Saturday, September 30, 2023

Three Six Nine: Catalogs

I do receive email from a couple of high-end sex toy shops out there over the aether.  I signed up for them largely as a source for gifts to young ladies of my acquaintance. They've been useful for that, though I want to note that there is something very depressing about shopping for sex toys. 

It isn't that the recipients haven't liked them. It's not that at all. Young ladies have been amused, aroused, and often quite grateful for the gifts. After all, any educated young lady here in the third decade of the new century is likely to appreciate a Lelo vibrator or a set of masks and blindfolds. Ben-wa balls remain a classic gift as well.

But there's something depressing about it all. A high-end sex toy shop (let's say, e.g., Good Vibrations) has nothing really to offer males. Lovely and adventuresome young ladies can experiment with sex toys and feel empowered. There's no male equivalent for that. Sex toys nominally designed for males are depressing things. They lack any sort of erotic allure, and they all seem to symbolize failure.

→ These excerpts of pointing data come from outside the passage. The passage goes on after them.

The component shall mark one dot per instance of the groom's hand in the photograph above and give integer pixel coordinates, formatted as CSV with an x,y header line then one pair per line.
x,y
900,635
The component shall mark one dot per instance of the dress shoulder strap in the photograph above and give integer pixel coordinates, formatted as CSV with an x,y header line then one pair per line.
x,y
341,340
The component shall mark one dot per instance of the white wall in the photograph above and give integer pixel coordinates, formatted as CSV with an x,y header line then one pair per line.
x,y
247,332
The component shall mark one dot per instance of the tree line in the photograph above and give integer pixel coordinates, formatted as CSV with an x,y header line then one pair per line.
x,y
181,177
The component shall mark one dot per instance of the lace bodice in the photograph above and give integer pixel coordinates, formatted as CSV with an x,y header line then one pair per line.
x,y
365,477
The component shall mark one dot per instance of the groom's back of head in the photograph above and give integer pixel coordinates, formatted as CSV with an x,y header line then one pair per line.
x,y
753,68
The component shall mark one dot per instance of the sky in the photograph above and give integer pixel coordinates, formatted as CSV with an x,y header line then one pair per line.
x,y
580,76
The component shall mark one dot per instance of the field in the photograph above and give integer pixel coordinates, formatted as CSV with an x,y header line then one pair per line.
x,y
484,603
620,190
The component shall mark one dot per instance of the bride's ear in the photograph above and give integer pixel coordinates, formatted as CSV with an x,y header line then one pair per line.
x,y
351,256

Consider the so-called Fleshlight. There's no equivalence with a Lelo vibrator. The Lelo enhances pleasure. It teaches young ladies how to make their bodies respond. It can be used on a lovely girl by a partner. A Fleshlight, though, is a clear symbol of failure. A male user is inserting himself in a vibrating tube because he's incapable of having a partner. A girl can use a Lelo on herself while describing sensations to a partner. A male with a Fleshlight has nothing erotic to say, and almost by definition he has no one to say it to.

I cannot imagine using any of the "For Him" toys in the Good Vibrations catalog. I cannot imagine placing my person-- my ummm...parts --in some kind of battery-operated sheath. The thought of putting myself into some electrically-powered cylinder (or putting some electrical appliance into my body) is rather terrifying. And I'm certainly not about to put my parts into something powered by clockwork mechanisms. That would be...well, just no. I'm not about to risk some electrical mishap, let alone some mechanical failure, just to use an item that tells the world that I'm a social and sexual failure. 

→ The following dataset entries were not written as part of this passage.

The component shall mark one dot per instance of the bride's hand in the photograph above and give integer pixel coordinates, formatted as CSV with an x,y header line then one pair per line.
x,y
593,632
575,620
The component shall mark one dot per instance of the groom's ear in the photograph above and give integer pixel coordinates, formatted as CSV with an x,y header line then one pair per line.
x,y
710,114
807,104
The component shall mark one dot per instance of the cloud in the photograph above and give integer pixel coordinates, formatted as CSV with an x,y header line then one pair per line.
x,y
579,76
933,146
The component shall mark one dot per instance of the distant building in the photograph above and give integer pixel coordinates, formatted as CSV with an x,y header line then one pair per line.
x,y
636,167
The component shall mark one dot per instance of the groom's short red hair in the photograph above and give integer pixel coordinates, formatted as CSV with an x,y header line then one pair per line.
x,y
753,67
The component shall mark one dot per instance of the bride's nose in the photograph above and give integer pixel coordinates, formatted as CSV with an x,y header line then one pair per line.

The only sort of sex toy that I can imagine using wouldn't be a sheath or cylinder (all too reminiscent of jokes about watermelons or pies or pieces of liver). It could only be some kind of cyberpunk headset that would act directly on my brain. Something that would trigger pleasure impulses and sensations in my brain would have a sci-fi air about it. It wouldn't be about some battery-powered tube. It wouldn't touch anything near one's parts. It would be about neuroscience and maybe virtual reality. It wouldn't seem so much about physical failure. 

By the way, you get extra points if you can identify the liver and pie references. 

Male pleasure remains a source of derisive, contemptuous amusement. Males pleasuring themselves are risible. The very idea draws cruel mockery. No young lady has to face derision for using a Lelo. Male pleasure has no sense of adventure attached. 

I can give gifts designed to enhance pleasure, but there is no plausible way I could receive a gift designed to enhance my own pleasure. I can't even think of a way to discuss the topic with a young lady of my acquaintance. We really have no present set of talking points for male pleasure, and no hi-tech work being done to create male pleasure enhancers that don't make one a sad joke.